You want a nice novel with selective mutism? Perhaps the infamous So Much to Tell You, or the more recent A Quiet Kind of Thunder will take your fancy. Don’t bother with this novel. 1 star.

Allen & Unwin | 26th July 2017 | AU$19.99 | paperback

Review: Libba Bray – The Diviners

The Diviners
Libba Bray

Evie O’Neill has freed herself inadvertently from her boring old hometown of Ohio by telling too much of the truth. Now in New York, she has the run of the town – but Naughty John is on a occult killing spree that she has to prevent.

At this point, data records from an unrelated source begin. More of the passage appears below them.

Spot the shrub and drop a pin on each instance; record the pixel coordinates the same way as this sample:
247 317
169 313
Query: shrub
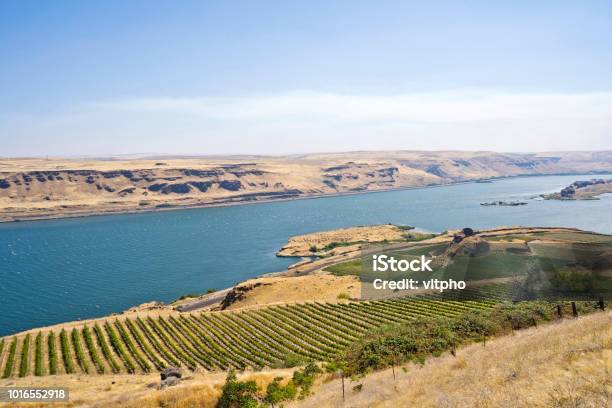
238 394
423 337
305 378
277 393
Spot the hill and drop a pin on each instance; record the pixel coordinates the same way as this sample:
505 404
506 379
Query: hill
42 188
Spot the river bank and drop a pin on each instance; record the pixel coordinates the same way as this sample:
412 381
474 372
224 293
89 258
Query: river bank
70 269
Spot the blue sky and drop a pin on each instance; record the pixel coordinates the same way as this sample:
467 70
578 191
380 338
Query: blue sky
216 77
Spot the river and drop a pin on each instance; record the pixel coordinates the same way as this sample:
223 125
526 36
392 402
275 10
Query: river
68 269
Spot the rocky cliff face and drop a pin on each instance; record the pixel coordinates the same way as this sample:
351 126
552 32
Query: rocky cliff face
31 188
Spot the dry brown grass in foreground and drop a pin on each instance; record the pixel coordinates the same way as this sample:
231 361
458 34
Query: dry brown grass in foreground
566 364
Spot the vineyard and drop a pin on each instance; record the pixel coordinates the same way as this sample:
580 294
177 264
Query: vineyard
220 340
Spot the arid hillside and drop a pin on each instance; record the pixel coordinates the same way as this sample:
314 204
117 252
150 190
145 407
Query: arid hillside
563 364
40 188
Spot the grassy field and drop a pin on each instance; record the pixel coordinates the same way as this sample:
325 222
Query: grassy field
275 336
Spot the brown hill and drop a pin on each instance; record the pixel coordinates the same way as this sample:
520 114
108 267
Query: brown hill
37 188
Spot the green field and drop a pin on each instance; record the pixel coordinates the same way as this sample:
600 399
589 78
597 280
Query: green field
267 337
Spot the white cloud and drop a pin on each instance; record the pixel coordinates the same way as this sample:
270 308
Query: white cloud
307 121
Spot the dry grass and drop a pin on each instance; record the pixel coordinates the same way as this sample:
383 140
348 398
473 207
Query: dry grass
320 288
301 245
199 389
567 364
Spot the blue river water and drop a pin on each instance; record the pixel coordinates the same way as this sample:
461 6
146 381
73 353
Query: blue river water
60 270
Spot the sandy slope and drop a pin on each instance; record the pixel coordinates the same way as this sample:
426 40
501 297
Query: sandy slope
303 245
38 188
563 364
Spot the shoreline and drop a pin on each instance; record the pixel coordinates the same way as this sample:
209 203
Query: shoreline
228 202
200 303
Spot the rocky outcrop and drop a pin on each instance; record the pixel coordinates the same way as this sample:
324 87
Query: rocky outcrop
238 293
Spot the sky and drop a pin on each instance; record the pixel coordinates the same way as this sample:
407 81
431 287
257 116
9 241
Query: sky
83 78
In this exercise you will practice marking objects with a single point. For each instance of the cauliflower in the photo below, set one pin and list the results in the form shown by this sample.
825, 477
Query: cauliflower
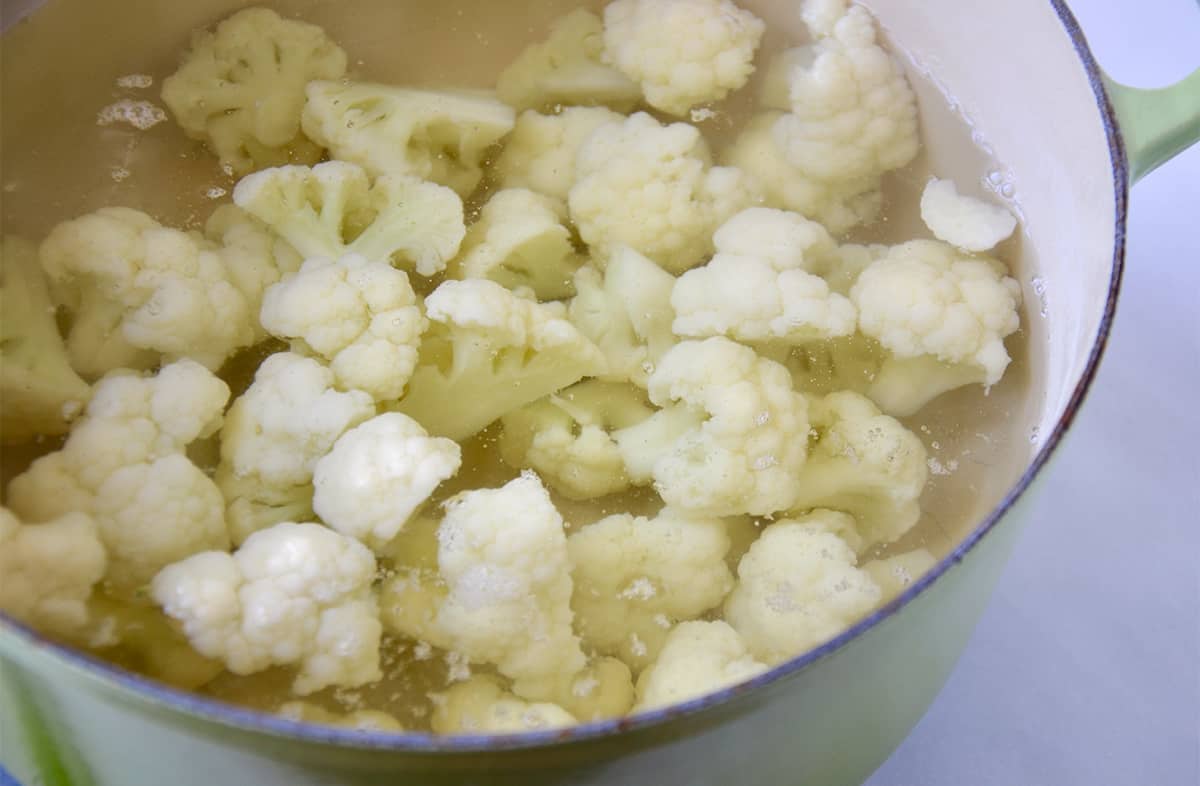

I got almost half-way through this novel, and nothing had happened. No-one I cared about was in real danger, and the Beast didn’t actually feel like a real threat for ‘normal’ people. From what I read from the blurb I think the myriad of characters eventually team up? But I didn’t see any of that, and instead I found myself again wondering why I cared about anyone’s outcome.

Let’s be honest here. I was probably never going to like a novel that was set in the 1920s, where the main character was a drunk flapper girl who didn’t appreciate the gift she had. I like a touch of the supernatural as much as the next person, and I realise that not everyone has morals when using a gift. But honestly? Evvie is an idiot.

I received the third novel of this series for review from Allen and Unwin, but I will not be reading it. Don’t waste your time on this novel either. DNF – 1 star.

Review: Michael Tolkin – NK3

NK3
Michael Tolkin

North Korea released a virus that turns people into Drifters, or essentially, Zombies. Some people are immune, or have been retrained in time. All technology has been lost – except one plane out of there. I didn’t hang around long enough to find out if they even left.

“Deliciously dark prose”? Try incomprehensibly dark plot line. I tried desperately to connect with any of the characters, but instead found them falling out of my mind faster than a Drifter forgot their families. Skipping around different perspectives gives this novel nothing worthwhile, and just left me confused and irritated. There seemed to be no forwards plot that I could identify in the first half of the novel, and after that I gave up.

Looking for a virus/biohazard take-over-the-world thriller? Try SKITTER or The Ego Cluster. Want something with Zombies? Try The Rains (review to come). This one is probably not going to be for you unless you enjoy incomprehensible plots with characters that you can’t connect with. I couldn’t finish this novel. 1 star.